By Our New Delhi Bureau

NEW DELHI JULY 3. The Deputy Prime Minister, L. K. Advani, went this morning to the Rashtriya Swayamsevak Sangh headquarters at Jhandewalan here and sought the blessings of its leaders for his innings in the new `avatar'. It was called a "courtesy visit."

The RSS spokesperson, M. G. Vaidya, said Mr. Advani was at Jhandewalan for about 20 minutes where he met the organisation's chief, Sudarshan, and others including H. V. Seshadri, Mohan Bhagwat, Madandas Devi and Mr. Vaidya himself. There was no one-to-one meeting with Mr. Sudarshan. Several other Ministers also went to Jhandewalan today.

Mr. Advani and the Bharatiya Janata Party have roundly criticised the recently-adopted resolution of the RSS favouring the trifurcation of Jammu and Kashmir. The party leaders, in and outside the Government, have been privately conceding that the implementation of the proposal would, in effect, mean handing over the Kashmir Valley to Pakistan.

The RSS chief stopped here for a couple of days after the recently-concluded session of the organisation in Kurukshetra where a resolution favouring the trifurcation was passed.

Meanwhile, with elections in Jammu and Kashmir only a few months away, the BJP Minister of State for Defence, Chamanlal Gupta, who took charge today, strongly demanded that the State be placed under President's rule before the elections. "When all the parties are demanding this why should the Chief Minister, Farooq Abdullah, object... especially since he claims he got a two-thirds majority in the previous election when the State was under President's rule?''

The Centre was committed to a free and fair election and to ensure this, President's rule was one of the options, Mr.
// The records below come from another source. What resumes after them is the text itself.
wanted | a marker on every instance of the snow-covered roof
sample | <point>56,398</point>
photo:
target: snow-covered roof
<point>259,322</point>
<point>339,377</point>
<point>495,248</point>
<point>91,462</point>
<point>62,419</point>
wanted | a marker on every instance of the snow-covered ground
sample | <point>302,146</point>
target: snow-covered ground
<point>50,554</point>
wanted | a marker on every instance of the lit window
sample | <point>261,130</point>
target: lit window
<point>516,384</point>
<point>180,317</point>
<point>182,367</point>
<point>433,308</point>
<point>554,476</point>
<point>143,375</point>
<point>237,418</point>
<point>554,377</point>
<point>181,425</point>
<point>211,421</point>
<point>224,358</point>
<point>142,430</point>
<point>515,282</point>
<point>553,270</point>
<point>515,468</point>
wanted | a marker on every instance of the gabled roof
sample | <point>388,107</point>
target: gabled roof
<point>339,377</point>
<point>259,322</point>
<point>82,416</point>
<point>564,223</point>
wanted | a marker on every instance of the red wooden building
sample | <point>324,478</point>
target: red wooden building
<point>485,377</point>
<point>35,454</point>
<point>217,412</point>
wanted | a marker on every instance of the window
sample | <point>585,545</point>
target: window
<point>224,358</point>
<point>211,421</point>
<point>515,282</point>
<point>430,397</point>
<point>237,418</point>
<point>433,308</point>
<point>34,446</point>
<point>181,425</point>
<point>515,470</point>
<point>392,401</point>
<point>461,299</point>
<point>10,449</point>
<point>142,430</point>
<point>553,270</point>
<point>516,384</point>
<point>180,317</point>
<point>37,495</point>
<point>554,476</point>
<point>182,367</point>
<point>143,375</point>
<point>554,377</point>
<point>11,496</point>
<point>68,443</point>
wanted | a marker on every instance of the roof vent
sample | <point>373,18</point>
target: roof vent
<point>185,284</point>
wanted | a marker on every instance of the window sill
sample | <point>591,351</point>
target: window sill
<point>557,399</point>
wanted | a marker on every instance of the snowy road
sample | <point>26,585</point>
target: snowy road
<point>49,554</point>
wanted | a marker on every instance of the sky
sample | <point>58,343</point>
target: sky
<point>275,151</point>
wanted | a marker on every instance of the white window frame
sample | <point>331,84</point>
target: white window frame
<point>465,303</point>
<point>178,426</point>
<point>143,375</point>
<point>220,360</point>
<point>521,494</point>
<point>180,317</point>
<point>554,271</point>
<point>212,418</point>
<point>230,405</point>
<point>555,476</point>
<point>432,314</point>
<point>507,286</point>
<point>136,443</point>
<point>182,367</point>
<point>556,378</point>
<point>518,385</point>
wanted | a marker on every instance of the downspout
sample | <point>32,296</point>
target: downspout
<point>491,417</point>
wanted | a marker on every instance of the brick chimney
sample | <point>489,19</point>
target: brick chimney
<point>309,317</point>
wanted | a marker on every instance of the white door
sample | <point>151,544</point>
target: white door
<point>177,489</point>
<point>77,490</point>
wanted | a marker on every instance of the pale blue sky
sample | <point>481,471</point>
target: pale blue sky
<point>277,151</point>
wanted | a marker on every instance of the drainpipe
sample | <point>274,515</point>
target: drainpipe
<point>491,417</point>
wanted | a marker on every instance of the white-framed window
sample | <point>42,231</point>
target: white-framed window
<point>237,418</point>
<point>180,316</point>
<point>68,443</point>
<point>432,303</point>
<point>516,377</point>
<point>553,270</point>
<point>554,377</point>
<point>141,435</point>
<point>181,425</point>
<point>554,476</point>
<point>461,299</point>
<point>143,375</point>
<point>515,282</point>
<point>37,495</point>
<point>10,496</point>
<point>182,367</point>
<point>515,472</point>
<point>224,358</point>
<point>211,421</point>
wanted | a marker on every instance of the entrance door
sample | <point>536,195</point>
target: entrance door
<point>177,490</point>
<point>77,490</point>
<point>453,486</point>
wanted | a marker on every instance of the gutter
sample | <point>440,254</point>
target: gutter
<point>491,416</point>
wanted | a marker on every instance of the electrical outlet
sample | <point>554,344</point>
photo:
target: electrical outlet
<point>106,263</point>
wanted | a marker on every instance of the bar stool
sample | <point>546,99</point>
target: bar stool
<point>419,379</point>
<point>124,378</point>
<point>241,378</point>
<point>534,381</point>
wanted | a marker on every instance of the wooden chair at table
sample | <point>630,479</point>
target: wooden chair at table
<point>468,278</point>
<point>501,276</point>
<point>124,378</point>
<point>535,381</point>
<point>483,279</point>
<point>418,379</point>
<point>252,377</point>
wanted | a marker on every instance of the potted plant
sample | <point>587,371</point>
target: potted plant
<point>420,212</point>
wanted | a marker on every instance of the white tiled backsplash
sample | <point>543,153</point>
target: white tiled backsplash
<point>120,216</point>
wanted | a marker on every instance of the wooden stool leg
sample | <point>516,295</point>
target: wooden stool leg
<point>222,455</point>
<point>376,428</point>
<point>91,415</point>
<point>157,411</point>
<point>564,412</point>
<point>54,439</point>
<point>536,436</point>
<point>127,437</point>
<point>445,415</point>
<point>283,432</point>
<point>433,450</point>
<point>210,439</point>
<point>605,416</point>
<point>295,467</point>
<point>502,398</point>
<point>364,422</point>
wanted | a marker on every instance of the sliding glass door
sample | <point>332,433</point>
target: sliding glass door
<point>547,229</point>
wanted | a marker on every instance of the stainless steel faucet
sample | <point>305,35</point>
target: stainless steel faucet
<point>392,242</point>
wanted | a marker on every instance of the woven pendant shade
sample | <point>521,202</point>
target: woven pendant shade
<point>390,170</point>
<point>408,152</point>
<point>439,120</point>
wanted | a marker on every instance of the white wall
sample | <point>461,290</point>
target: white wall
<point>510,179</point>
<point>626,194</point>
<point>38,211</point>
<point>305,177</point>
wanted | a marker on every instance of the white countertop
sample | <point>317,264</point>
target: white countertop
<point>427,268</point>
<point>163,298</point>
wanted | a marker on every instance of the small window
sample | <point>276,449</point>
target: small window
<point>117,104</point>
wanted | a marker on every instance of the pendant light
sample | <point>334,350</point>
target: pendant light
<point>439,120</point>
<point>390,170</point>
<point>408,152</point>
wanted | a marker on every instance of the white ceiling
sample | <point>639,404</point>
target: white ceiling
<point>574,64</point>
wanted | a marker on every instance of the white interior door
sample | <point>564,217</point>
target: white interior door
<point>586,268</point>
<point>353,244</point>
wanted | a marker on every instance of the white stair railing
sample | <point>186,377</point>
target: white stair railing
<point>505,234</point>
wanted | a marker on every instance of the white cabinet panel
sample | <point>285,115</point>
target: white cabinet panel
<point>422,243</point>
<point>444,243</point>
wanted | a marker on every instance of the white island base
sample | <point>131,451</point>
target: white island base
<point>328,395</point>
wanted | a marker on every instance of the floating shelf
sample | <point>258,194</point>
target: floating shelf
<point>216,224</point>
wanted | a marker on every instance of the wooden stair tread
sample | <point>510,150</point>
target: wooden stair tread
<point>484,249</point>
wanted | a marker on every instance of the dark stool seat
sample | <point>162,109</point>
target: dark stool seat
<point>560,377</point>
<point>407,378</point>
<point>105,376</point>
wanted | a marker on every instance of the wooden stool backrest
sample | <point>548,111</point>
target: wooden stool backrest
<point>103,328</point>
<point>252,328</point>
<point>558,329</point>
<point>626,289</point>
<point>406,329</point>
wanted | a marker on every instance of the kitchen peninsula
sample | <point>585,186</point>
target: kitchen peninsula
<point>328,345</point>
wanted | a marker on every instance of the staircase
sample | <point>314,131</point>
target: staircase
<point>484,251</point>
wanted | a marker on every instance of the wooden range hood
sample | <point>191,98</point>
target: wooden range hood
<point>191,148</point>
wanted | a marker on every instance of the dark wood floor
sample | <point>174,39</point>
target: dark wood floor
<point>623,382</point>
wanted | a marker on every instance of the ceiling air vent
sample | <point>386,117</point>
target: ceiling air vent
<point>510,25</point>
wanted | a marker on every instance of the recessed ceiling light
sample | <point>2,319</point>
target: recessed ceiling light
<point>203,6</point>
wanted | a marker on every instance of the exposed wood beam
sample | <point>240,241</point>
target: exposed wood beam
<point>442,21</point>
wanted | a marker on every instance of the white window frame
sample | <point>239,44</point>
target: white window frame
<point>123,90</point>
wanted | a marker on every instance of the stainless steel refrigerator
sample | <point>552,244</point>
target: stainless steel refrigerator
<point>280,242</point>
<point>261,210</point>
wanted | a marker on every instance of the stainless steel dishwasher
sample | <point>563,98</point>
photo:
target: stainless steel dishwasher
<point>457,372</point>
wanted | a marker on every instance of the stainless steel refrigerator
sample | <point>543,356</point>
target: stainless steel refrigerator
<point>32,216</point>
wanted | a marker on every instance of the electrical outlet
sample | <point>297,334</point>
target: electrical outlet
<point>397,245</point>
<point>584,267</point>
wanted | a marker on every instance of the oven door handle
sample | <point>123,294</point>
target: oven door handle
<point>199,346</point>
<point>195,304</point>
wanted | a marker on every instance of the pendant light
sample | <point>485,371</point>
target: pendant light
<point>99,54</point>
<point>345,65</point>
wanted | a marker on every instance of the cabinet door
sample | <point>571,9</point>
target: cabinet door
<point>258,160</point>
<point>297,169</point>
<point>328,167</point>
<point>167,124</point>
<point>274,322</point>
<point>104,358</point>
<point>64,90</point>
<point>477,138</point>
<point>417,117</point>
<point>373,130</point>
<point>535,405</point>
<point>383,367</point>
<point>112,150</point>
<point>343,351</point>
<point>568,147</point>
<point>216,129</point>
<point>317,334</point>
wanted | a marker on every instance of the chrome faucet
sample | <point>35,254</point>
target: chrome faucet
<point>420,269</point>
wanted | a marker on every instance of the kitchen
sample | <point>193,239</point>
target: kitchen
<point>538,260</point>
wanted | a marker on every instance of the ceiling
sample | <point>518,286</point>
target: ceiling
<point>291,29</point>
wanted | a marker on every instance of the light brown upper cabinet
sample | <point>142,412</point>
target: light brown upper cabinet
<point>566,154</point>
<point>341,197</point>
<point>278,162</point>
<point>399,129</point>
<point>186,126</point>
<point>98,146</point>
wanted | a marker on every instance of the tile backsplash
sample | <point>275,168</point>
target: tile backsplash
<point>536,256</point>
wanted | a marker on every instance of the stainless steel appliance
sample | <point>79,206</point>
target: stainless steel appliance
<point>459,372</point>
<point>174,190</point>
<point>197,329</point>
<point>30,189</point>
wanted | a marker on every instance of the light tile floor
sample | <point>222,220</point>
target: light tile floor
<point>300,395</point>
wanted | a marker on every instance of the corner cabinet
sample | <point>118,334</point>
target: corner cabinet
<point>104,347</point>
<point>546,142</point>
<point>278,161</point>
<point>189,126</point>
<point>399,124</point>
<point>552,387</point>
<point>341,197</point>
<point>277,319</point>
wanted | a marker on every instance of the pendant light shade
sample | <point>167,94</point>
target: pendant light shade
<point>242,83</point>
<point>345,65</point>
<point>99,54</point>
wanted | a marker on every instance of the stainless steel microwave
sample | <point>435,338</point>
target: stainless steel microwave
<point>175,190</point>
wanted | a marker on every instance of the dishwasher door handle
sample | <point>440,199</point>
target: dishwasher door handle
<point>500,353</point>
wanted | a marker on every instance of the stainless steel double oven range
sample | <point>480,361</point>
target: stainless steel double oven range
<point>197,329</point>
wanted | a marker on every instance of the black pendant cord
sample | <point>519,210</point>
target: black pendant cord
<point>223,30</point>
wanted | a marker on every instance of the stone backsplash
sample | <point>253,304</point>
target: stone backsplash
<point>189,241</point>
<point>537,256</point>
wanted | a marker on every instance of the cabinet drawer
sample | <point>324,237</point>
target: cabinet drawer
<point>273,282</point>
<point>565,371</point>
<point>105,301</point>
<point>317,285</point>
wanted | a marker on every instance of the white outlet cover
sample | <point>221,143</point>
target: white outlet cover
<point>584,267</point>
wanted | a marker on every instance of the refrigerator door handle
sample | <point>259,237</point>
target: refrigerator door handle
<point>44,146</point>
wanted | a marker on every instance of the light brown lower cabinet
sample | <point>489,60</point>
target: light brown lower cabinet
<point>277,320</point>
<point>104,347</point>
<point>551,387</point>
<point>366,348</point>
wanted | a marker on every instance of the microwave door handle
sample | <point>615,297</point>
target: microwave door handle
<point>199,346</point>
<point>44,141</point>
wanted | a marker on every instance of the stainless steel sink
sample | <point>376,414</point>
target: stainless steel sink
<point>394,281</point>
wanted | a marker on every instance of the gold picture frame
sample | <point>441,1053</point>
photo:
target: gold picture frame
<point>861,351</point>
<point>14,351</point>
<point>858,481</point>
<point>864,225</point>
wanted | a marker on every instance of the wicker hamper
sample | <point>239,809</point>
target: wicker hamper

Gupta said, referring to the Prime Minister's recent statement in Lucknow.

The Awami National Conference, headed by the former Jammu and Kashmir Chief Minister, G. M. Shah, has spelt out its own "conditions'' for participating in the elections. "There should be two boards, one at the Central level and another at the State. Eminent personalities like former Prime Ministers, jurists, human rights activists, leaders of the All-Party Hurriyat Conference and eminent opposition parliamentarians could be on the boards. It will only help the Government in ensuring free and fair polls,'' the ANC leader, Muzaffar Shah, said at a press conference here. A peace conference in Srinagar in August, where people from both sides of the border could participate to ponder over a possible Kashmir solution, could provide a platform for discussing the holding of free and fair polls.